AU NOM DU PEUPLE FRANCAIS
LA COUR DE CASSATION, CHAMBRE SOCIALE, a rendu l'arrêt suivant :
Sur le moyen unique, pris en sa première branche du pourvoi principal de la salariée :
Vu les articles L. 122-45 et R. 241-51-1 du Code du travail ;
Attendu que, selon le second de ces textes, sauf dans le cas où le maintien du salarié à son poste entraîne un danger immédiat pour la santé et la sécurité de l'intéressé ou de celle de tiers, le médecin du travail ne peut constater l'inaptitude du salarié à son poste de travail qu'après deux examens médicaux espacés de deux semaines ; qu'il s'ensuit que l'inaptitude ne peut être déclarée après un seul examen médical que si la situation de danger résulte de l'avis du médecin du travail ou si cet avis indique, outre la référence à l'article R. 241-51-1 du Code du travail, qu'une seule visite est effectuée ;
Attendu que Mme X... a été embauchée le 3 janvier 1979 par l'association Amicale des frontaliers en qualité de secrétaire ; qu'elle a été placée en arrêt maladie en juin 1999 ; que le 23 juin 2000 le médecin du travail a émis l'avis suivant adressé notamment à l'employeur : "Après une nouvelle visite médicale effectuée ce jour le 23 juin 2000 et après avis du médecin inspecteur du travail, je certifie que l'état de santé actuel de Mme X...

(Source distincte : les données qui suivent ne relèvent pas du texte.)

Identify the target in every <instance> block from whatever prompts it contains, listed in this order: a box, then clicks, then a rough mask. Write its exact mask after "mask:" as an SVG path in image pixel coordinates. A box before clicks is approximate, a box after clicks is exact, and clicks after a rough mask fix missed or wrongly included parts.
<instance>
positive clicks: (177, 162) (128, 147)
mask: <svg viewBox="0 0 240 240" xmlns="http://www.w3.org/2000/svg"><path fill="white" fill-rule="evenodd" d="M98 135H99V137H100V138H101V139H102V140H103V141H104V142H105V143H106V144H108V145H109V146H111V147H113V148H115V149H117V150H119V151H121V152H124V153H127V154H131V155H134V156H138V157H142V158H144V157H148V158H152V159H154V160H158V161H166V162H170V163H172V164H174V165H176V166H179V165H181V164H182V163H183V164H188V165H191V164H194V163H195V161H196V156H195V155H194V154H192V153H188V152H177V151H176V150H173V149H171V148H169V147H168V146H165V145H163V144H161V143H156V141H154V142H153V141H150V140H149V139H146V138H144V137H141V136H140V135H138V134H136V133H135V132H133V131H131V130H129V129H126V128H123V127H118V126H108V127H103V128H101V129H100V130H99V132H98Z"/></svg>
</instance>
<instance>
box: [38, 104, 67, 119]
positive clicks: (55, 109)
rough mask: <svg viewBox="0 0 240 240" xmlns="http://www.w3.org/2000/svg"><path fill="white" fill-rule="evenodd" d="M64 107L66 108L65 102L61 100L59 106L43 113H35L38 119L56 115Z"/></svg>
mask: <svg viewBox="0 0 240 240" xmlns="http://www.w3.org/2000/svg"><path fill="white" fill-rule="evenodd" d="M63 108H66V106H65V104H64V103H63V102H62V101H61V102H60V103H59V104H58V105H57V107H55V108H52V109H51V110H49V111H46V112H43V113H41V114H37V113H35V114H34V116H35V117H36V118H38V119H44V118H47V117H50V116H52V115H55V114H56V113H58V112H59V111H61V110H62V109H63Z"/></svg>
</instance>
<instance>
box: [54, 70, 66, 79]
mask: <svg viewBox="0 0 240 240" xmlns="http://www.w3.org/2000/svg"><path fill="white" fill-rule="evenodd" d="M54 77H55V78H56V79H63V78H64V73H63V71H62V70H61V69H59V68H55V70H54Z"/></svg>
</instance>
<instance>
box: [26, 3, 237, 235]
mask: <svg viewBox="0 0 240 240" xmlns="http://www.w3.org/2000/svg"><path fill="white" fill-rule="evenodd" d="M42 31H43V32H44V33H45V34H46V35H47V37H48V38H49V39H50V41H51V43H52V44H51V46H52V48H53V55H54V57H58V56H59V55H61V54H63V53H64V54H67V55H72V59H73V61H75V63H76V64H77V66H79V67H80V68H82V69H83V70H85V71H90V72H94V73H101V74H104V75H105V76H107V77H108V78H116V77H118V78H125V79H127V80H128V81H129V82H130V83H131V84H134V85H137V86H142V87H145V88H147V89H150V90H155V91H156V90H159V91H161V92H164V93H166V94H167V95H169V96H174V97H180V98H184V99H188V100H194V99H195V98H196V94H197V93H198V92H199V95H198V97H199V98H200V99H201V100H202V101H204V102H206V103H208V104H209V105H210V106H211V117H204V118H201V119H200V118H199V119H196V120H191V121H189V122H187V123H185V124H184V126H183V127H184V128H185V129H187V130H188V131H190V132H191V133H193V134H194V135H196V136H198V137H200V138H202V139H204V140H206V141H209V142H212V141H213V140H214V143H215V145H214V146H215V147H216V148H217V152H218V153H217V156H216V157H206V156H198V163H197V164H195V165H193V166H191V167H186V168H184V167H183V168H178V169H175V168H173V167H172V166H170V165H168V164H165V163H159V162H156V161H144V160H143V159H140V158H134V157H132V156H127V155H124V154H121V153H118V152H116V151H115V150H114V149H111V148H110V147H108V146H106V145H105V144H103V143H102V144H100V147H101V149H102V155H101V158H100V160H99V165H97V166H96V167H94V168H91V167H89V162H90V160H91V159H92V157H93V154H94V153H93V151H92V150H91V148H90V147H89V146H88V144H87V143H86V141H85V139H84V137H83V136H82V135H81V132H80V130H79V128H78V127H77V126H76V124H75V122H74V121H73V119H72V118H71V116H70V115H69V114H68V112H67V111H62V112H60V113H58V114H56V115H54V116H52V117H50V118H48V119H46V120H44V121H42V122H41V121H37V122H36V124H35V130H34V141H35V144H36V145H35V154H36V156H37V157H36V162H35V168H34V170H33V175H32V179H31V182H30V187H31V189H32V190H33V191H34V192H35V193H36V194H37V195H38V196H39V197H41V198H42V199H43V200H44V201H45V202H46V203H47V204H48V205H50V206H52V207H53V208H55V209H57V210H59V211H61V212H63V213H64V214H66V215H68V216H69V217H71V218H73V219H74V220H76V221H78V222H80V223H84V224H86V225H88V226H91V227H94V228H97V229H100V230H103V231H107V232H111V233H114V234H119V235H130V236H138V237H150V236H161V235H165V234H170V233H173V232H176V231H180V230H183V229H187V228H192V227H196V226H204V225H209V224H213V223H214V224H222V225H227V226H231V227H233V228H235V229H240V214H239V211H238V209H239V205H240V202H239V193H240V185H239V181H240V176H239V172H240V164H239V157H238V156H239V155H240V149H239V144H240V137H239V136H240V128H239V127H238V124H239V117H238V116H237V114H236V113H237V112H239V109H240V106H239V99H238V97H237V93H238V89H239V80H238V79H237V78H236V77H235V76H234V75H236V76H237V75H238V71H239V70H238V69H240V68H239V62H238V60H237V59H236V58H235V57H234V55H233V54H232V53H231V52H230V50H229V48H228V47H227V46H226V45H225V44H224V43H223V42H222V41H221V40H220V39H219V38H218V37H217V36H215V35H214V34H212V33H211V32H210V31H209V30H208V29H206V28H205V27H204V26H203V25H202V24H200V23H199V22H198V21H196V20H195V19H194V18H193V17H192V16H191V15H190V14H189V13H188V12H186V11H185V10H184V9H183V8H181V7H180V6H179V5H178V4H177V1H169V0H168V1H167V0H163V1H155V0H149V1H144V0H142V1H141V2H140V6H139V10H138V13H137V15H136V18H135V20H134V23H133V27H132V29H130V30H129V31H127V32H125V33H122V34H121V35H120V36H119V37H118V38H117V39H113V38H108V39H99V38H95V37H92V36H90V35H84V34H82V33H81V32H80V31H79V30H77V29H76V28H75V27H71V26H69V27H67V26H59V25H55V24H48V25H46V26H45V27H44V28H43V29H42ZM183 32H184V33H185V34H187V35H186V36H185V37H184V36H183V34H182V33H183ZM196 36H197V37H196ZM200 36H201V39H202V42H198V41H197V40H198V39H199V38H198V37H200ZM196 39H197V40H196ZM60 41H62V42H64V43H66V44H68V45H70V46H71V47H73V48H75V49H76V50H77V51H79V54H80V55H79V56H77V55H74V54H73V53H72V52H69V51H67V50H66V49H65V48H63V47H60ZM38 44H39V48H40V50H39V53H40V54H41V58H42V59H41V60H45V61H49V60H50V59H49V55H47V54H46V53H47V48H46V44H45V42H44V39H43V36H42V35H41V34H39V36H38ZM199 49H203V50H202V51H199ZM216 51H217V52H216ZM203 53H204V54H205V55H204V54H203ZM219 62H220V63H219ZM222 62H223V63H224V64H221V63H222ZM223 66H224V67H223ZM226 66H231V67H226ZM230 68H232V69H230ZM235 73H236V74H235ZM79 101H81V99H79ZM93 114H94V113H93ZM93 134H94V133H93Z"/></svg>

Y... ne lui permet pas une reprise du travail dans son entreprise. Je vous rappelle que cet avis peut être contesté selon l'article L. 241-10-1 du Code du travail auprès de l'inspection du travail" ; que le 31 juillet 2000 le médecin du travail a précisé à l'employeur : "suite à votre courrier du 13 juillet 2000 concernant Mme X... je vous confirme qu'il s'agit bien d'une réintégration impossible au sein de son entreprise et non au niveau d'un poste en particulier" ; que la salariée a été licenciée le 5 septembre 2000 pour inaptitude physique ;
Attendu que pour débouter la salariée de ses demandes de dommages-intérêts, indemnité compensatrice de préavis et de congés payés sur préavis fondées sur la nullité du licenciement, la cour d'appel a notamment énoncé que le médecin du travail a constaté, le 23 juin 2000, l'inaptitude de la salariée à tout emploi au sein de l'association et a, le même jour, informé pour avis le médecin inspecteur du travail qu'il estimait que le maintien de l'intéressée à son poste de travail entraînait un danger immédiat pour sa santé ; que le fait que cette appréciation restrictive n'ait pas été mentionnée sur l'avis d'inaptitude n'ote rien à sa portée et qu'il en résulte que le deuxième examen médical prévu par l'article R. 241-51 du Code du travail n'avait pas à être réalisé ;
Qu'en statuant ainsi, alors qu'il ne résultait pas de l'avis du médecin du travail du 23 juin 2000 une situation de danger immédiat pour la salariée et que dans le délai de deux semaines suivant le premier avis médical, un second n'avait pas eu lieu, la cour d'appel a violé les textes susvisés ;
PAR CES MOTIFS, et sans qu'il y ait lieu de statuer ni sur les autres branches du pourvoi principal, ni sur le pourvoi incident de l'employeur :
CASSE ET ANNULE, dans toutes ses dispositions, l'arrêt rendu le 9 septembre 2003, entre les parties, par la cour d'appel de Besançon ; remet, en conséquence, la cause et les parties dans l'état où elles se trouvaient avant ledit arrêt et, pour être fait droit, les renvoie devant la cour d'appel de Dijon ;
Condamne l'association Amicale des frontaliers aux dépens ;
Vu l'article 700 du nouveau Code de procédure civile, condamne l'association Amicale des frontaliers à payer à Mme X... la somme de 2 500 euros ;
Dit que sur les diligences du procureur général près la Cour de Cassation, le présent arrêt sera transmis pour être transcrit en marge ou à la suite de l'arrêt cassé ;
Ainsi fait et jugé par la Cour de Cassation, Chambre sociale, et prononcé par le président en son audience publique du dix-neuf octobre deux mille cinq.